Matthieu mentionne la ville de Gadara, un peu plus rapprochée du lac sans doute, mais elle aussi beaucoup trop loin pour convenir à ces mêmes détails. Vers 250, Origène écrivait ceci : « Gergésa, pays des Gergésiens, est une cité ancienne, située tout près du lac; dans ses parages, on montre l’escarpement d’où les pourceaux furent précipités dans les eaux par les démons. » Le nom a été assez tôt défiguré sous la forme de Khorsia, et c’est sous cette appellation que les textes juifs la mentionnent du IIIe au Ve siècles. Comme les lieux conviennent parfaitement aux détails du récit évangélique et que des pèlerins de l’époque byzantine situaient sur les bords du lac l’endroit de cette guérison, nous sommes donc autorisés à voir dans ces ruines le sanctuaire érigé pour en conserver la mémoire.

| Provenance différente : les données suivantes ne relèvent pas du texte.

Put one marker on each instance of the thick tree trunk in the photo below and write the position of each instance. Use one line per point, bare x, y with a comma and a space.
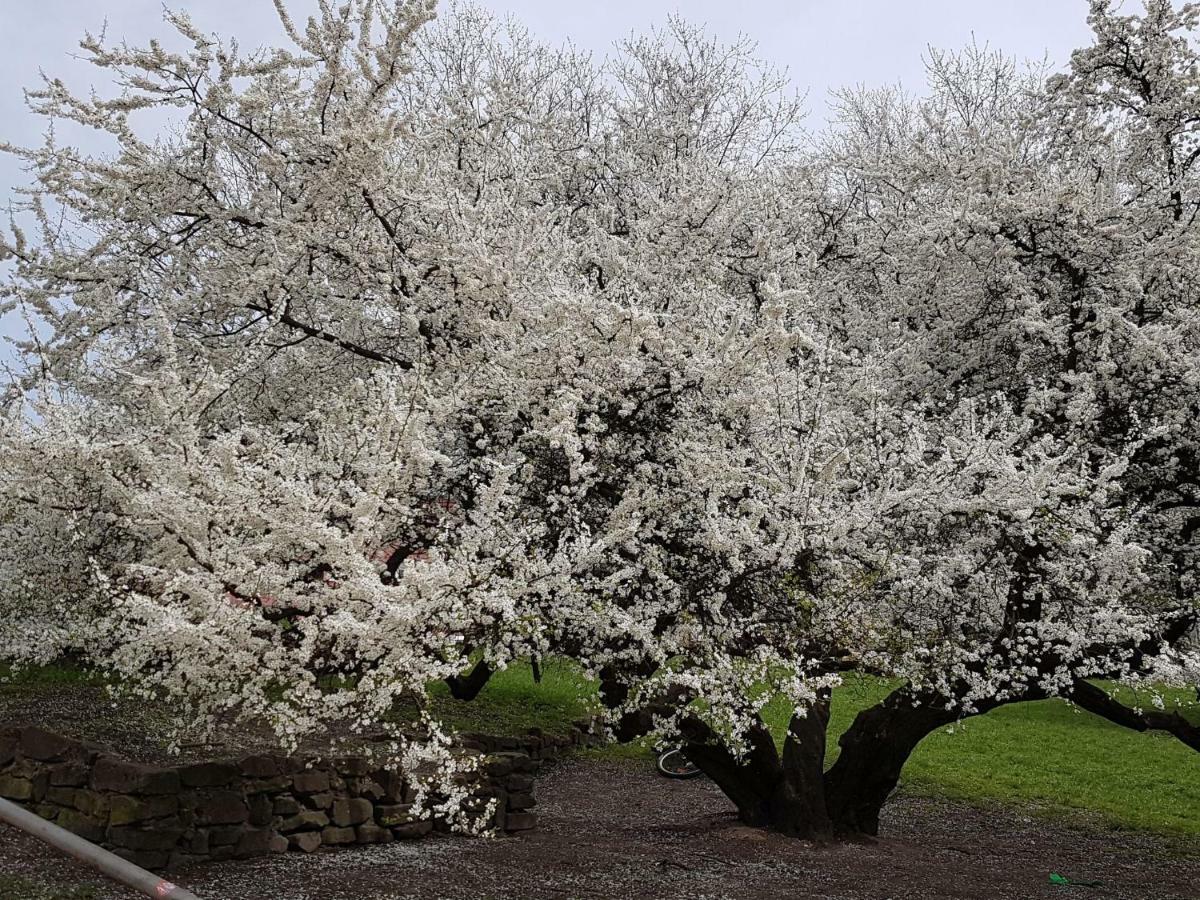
469, 685
784, 793
874, 750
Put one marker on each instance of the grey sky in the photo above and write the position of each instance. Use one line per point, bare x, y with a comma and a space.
823, 43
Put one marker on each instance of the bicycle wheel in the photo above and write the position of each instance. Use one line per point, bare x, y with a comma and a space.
675, 763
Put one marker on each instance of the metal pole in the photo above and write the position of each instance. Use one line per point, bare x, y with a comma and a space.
111, 864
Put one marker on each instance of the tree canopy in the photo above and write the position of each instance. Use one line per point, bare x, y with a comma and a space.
418, 347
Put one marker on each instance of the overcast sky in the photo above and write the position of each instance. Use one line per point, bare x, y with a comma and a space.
823, 43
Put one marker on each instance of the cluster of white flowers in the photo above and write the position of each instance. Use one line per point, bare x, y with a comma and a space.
420, 343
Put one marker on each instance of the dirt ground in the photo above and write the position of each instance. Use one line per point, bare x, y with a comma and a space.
616, 829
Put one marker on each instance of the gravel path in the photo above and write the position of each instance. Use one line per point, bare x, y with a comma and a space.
615, 829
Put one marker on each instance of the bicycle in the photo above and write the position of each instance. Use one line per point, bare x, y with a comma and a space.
675, 763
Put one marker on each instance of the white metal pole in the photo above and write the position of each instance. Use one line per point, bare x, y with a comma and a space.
111, 864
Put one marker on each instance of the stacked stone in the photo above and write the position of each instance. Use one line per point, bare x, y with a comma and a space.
161, 817
535, 743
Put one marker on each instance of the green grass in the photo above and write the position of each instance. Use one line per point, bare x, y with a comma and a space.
1045, 756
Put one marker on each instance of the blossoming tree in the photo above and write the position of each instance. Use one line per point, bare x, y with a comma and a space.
418, 348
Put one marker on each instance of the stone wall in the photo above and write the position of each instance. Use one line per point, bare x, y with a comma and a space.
161, 817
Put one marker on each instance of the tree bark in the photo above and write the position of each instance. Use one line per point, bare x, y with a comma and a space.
784, 793
469, 685
874, 750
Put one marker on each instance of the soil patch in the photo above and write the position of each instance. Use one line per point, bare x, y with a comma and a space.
616, 829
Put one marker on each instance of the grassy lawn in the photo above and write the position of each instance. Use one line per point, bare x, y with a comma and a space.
1047, 755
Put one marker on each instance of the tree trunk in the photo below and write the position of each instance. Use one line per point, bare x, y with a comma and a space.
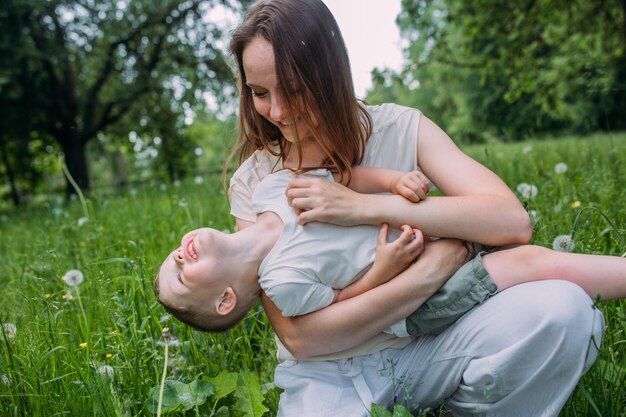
75, 152
15, 195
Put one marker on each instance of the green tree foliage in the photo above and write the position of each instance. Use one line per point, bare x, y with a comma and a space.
509, 69
75, 69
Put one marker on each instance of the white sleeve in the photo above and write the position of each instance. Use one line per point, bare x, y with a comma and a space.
244, 181
297, 298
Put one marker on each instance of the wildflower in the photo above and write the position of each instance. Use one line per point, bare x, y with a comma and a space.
106, 371
563, 243
168, 340
73, 277
5, 380
527, 191
534, 216
10, 330
560, 168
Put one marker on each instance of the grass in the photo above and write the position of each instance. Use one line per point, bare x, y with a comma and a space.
56, 361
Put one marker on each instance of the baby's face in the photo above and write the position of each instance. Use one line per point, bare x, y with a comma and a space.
189, 272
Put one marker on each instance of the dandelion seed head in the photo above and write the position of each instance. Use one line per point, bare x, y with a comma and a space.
563, 243
560, 168
527, 191
73, 277
106, 371
10, 330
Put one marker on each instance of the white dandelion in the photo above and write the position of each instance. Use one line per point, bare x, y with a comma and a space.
73, 277
560, 168
10, 330
106, 371
563, 243
527, 191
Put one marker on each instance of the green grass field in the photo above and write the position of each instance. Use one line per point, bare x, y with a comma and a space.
96, 349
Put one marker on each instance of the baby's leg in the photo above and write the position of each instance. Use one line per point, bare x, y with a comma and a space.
596, 274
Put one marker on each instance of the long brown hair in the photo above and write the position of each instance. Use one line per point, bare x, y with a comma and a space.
310, 58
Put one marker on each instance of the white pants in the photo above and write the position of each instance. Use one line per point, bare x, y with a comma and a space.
521, 353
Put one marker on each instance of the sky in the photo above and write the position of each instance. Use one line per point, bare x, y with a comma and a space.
371, 35
368, 28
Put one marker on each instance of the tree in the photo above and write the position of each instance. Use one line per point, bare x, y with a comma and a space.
97, 62
509, 69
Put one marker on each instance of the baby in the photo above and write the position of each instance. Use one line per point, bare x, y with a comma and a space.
212, 279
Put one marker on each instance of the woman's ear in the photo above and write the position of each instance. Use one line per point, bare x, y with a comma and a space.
226, 303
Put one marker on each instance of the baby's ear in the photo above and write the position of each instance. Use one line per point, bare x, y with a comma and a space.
226, 302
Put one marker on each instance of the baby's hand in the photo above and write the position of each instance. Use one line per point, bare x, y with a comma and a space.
413, 186
394, 257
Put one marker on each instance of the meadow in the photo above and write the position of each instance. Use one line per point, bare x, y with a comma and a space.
96, 347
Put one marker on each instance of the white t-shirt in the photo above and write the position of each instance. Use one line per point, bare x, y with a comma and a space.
307, 262
392, 145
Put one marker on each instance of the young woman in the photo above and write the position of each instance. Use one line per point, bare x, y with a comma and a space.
521, 352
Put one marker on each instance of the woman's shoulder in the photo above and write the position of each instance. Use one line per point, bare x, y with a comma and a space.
258, 165
388, 115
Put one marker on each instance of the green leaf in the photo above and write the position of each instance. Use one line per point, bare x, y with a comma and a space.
225, 383
378, 411
401, 411
178, 394
171, 401
248, 397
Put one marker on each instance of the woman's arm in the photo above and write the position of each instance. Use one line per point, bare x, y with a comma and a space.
348, 323
367, 180
477, 206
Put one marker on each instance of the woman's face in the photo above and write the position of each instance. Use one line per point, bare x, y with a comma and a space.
261, 78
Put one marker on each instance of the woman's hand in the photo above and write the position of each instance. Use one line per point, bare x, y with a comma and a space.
413, 186
317, 200
394, 257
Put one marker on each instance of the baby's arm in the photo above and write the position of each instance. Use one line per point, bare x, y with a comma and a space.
411, 185
391, 259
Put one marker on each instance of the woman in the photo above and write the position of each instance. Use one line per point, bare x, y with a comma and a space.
520, 353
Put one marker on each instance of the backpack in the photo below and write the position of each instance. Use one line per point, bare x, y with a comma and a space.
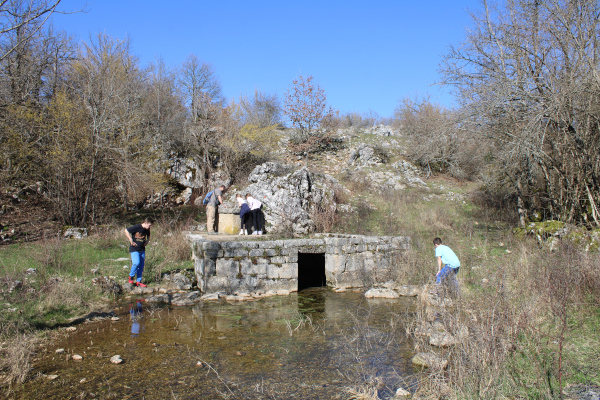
207, 197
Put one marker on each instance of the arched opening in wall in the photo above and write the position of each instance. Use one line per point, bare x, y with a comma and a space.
311, 270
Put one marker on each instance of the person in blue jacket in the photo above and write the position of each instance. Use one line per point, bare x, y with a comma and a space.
448, 263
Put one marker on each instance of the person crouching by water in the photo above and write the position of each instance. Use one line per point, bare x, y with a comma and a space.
245, 215
257, 217
139, 236
448, 265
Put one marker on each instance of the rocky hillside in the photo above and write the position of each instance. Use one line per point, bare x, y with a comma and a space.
292, 188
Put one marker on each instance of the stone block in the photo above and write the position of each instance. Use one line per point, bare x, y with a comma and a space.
335, 262
248, 268
286, 271
289, 271
229, 223
235, 253
225, 267
210, 245
257, 253
278, 260
232, 245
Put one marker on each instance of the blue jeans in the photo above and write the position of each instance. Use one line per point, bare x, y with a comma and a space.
445, 273
137, 264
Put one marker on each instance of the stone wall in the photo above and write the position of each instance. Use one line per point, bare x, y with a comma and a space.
250, 265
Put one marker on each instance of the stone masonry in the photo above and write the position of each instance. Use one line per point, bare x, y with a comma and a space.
250, 265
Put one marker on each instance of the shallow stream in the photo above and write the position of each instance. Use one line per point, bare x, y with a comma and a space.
314, 344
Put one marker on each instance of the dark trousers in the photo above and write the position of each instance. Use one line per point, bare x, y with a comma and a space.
247, 222
257, 219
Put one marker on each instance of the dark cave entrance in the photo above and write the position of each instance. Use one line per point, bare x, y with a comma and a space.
311, 270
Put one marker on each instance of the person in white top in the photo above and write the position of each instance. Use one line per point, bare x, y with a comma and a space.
257, 216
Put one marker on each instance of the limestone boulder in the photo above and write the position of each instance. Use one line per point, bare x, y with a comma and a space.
429, 360
290, 196
381, 293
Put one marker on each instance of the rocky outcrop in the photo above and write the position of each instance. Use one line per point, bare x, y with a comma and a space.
248, 266
289, 197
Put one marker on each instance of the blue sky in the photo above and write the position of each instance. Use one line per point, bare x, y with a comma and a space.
366, 55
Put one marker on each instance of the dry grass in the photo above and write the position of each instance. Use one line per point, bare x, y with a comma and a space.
16, 353
513, 332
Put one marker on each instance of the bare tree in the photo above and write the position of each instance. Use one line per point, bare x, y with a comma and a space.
24, 19
528, 76
199, 84
108, 80
306, 107
202, 95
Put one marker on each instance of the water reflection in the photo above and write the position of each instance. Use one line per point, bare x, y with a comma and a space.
136, 316
312, 344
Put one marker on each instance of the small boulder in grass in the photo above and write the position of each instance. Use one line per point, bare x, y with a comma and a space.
116, 359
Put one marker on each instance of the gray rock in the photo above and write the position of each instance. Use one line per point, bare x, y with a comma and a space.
116, 359
75, 233
108, 285
381, 293
408, 290
429, 360
441, 339
289, 196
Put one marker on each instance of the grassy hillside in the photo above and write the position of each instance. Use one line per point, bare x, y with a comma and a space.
533, 315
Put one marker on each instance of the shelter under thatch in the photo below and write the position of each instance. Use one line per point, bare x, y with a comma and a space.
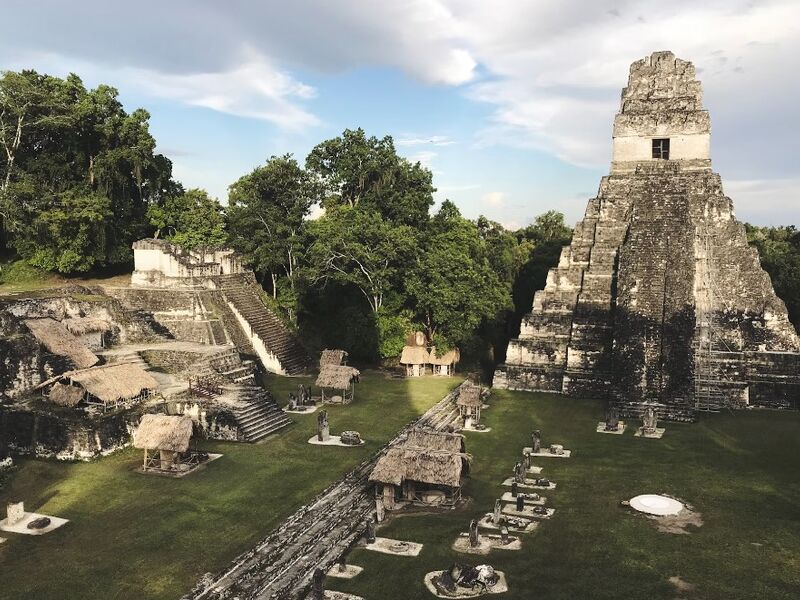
333, 357
426, 468
65, 395
415, 359
446, 363
166, 434
58, 340
110, 385
469, 403
337, 378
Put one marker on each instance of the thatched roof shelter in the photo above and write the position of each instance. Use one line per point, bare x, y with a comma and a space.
115, 382
415, 355
65, 395
58, 340
333, 357
84, 325
470, 396
163, 432
406, 463
337, 377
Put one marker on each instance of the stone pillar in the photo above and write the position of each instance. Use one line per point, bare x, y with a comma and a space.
15, 512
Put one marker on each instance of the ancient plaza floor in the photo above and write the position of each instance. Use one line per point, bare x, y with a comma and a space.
139, 537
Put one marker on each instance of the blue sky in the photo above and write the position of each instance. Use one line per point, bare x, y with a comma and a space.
510, 103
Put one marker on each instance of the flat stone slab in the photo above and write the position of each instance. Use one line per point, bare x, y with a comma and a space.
331, 595
349, 572
333, 440
396, 547
546, 452
473, 430
22, 526
486, 543
657, 435
528, 513
524, 525
507, 497
530, 484
601, 428
309, 410
498, 588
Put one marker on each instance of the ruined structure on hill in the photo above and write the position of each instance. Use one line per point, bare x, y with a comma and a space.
659, 298
216, 281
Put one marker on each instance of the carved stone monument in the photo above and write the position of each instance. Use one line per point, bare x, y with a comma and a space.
474, 538
15, 512
536, 441
369, 532
323, 429
612, 419
649, 420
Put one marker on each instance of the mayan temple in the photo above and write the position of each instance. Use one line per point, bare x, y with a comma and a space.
658, 298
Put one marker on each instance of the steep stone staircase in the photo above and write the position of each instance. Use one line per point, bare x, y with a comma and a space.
293, 358
259, 416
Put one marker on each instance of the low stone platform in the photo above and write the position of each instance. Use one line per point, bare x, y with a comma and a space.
507, 497
22, 526
486, 543
601, 428
510, 509
349, 572
498, 588
525, 525
546, 452
308, 411
530, 484
396, 547
659, 433
333, 440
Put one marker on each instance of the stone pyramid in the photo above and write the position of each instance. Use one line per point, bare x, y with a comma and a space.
659, 300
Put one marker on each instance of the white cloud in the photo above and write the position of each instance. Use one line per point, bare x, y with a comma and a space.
494, 199
433, 140
254, 89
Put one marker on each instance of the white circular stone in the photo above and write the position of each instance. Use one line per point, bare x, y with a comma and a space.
656, 505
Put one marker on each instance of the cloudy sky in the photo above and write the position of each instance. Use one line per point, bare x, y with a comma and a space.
509, 102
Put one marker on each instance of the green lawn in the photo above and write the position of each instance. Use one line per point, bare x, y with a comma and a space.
144, 536
740, 471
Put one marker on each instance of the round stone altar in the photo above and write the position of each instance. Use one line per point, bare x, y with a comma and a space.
654, 504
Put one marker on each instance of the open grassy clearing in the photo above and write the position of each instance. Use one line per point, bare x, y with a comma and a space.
140, 536
739, 471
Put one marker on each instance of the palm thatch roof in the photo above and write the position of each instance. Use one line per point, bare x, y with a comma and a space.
58, 340
403, 463
338, 377
333, 357
83, 325
163, 432
434, 440
415, 355
470, 395
113, 382
65, 395
450, 357
425, 456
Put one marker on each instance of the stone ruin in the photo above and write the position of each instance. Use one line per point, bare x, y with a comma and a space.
659, 298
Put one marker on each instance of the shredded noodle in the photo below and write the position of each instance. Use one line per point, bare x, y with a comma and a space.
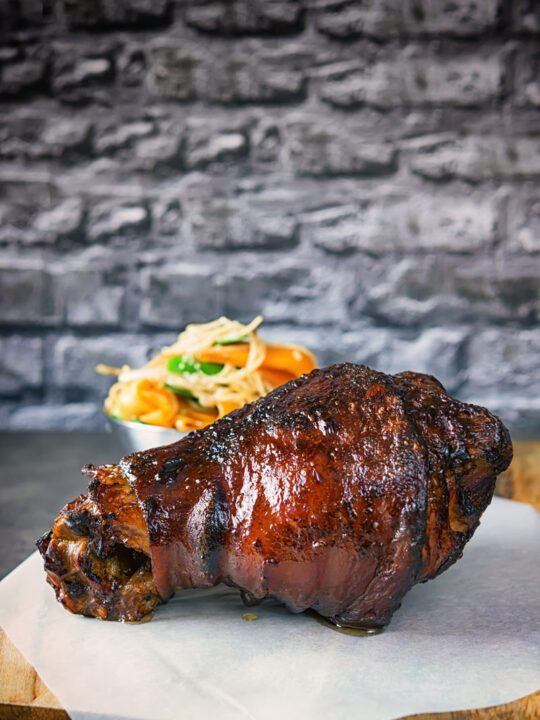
186, 400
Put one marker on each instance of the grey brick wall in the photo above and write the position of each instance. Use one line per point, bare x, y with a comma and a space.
365, 174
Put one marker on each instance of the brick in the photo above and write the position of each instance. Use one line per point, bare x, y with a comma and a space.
74, 360
131, 62
77, 75
108, 219
173, 72
176, 294
509, 291
118, 136
527, 78
65, 416
238, 77
524, 223
23, 77
503, 358
434, 290
31, 136
167, 213
416, 76
475, 158
286, 292
382, 19
161, 155
21, 364
64, 221
257, 223
266, 141
244, 17
315, 148
436, 351
107, 14
207, 145
88, 297
25, 296
526, 16
20, 15
404, 223
21, 203
244, 79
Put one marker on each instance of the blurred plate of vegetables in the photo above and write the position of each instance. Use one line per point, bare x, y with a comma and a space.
210, 370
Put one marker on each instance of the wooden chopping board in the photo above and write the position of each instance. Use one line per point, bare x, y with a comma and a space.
24, 696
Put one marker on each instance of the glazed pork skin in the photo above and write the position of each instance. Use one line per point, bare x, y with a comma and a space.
338, 492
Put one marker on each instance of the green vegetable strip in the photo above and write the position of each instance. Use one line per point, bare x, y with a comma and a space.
181, 391
181, 364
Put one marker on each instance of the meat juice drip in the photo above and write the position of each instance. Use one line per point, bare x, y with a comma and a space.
357, 632
145, 618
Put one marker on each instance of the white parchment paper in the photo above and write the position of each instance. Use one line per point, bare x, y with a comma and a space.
467, 639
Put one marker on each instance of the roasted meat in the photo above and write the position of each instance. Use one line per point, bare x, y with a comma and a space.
337, 492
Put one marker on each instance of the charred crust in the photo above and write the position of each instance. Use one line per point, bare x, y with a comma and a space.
214, 531
78, 522
93, 485
150, 506
169, 470
43, 542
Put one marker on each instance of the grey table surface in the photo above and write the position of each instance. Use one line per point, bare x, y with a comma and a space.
39, 473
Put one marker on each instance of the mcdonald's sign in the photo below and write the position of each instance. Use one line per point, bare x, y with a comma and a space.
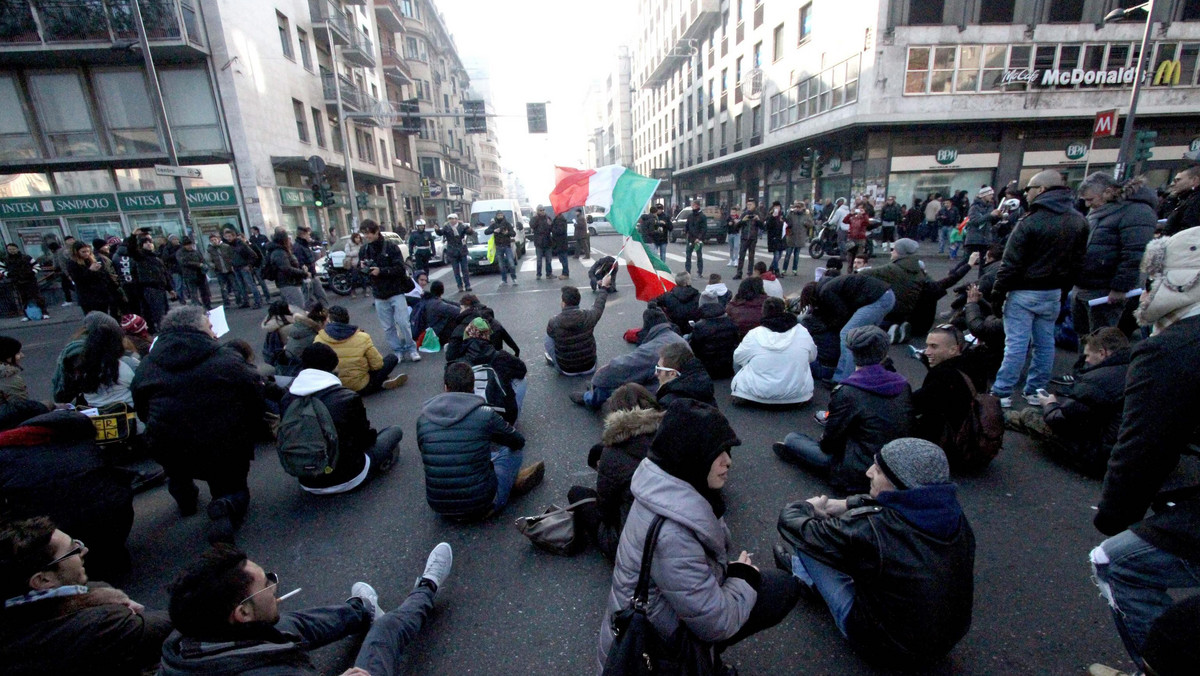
1168, 73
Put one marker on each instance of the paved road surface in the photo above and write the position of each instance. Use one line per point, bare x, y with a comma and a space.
510, 609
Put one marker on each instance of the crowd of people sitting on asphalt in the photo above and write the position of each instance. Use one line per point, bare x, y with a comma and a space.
887, 549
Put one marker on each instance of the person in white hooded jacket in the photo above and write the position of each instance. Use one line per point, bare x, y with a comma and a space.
361, 450
773, 360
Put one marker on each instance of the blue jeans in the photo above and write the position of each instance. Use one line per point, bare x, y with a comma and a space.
387, 638
549, 345
834, 586
459, 264
1029, 317
246, 285
393, 315
507, 462
699, 247
1134, 576
867, 315
508, 263
793, 255
807, 452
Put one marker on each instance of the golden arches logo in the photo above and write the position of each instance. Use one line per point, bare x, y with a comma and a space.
1168, 73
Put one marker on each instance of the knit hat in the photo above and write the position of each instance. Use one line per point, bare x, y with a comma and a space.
1174, 263
9, 347
910, 462
869, 345
321, 357
133, 324
690, 437
478, 328
906, 246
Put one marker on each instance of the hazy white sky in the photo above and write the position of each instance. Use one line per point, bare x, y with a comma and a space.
539, 51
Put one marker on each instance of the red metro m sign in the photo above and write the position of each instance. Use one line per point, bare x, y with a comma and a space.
1105, 124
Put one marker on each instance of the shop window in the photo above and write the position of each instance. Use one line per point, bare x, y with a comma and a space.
192, 111
16, 141
996, 11
925, 12
125, 106
66, 119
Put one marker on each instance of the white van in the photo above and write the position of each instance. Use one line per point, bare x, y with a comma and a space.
484, 210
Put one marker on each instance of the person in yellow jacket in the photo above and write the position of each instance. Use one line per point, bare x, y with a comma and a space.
359, 364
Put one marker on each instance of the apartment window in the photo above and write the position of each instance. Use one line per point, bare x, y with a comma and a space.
305, 54
16, 141
285, 35
925, 12
125, 106
996, 11
66, 119
301, 123
1066, 11
318, 127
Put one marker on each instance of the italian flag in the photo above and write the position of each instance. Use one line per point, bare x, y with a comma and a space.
624, 196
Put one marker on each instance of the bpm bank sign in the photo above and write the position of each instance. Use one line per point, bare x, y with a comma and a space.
1074, 77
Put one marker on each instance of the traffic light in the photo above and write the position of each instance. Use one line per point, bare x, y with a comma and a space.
474, 117
807, 163
1144, 144
535, 114
411, 123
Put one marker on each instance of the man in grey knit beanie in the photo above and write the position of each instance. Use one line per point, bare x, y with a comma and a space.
895, 567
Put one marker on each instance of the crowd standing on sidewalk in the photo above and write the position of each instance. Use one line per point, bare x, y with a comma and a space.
887, 548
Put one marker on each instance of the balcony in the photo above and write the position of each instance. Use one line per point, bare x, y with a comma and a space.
352, 97
34, 31
394, 67
695, 22
359, 51
389, 17
329, 22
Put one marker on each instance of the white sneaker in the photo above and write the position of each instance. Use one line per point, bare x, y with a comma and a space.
370, 598
437, 566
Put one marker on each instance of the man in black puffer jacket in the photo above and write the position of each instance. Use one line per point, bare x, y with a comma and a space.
681, 304
1083, 425
1122, 220
570, 341
203, 408
472, 456
361, 450
895, 567
51, 466
713, 340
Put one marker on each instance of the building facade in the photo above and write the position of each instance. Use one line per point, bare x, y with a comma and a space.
252, 91
903, 97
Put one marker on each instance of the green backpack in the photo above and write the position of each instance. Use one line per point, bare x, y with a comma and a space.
307, 438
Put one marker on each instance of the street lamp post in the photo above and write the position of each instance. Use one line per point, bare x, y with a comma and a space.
1125, 154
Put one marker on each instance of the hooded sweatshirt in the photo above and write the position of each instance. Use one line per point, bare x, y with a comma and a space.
357, 354
773, 362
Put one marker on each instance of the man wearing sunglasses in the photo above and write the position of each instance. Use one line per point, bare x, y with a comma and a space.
55, 621
227, 617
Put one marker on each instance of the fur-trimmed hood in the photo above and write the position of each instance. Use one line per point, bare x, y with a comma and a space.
619, 426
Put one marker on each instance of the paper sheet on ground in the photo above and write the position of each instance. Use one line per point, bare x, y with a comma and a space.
216, 318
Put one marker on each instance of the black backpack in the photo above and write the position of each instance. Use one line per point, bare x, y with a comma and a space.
307, 438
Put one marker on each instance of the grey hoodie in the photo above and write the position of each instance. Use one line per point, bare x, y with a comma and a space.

La petite chapelle à mi-pente, devant une grotte et autour d’un éperon rocheux, rappelait sans doute le lieu de la rencontre de Jésus et du démoniaque; le monastère, dans la plaine, permettait aux pèlerins de l’époque de pouvoir prier en plus grand nombre, tout en s’accordant un peu de repos dans un enclos bien isolé. L’archéologie nous aide donc à résoudre un problème de critique textuelle : ce n’est ni à Gérasa ni à Gadara que Jésus guérit le ou les démoniaques, mais à Gergésa, mieux connu sous le nom de Khorsia ou Kursi.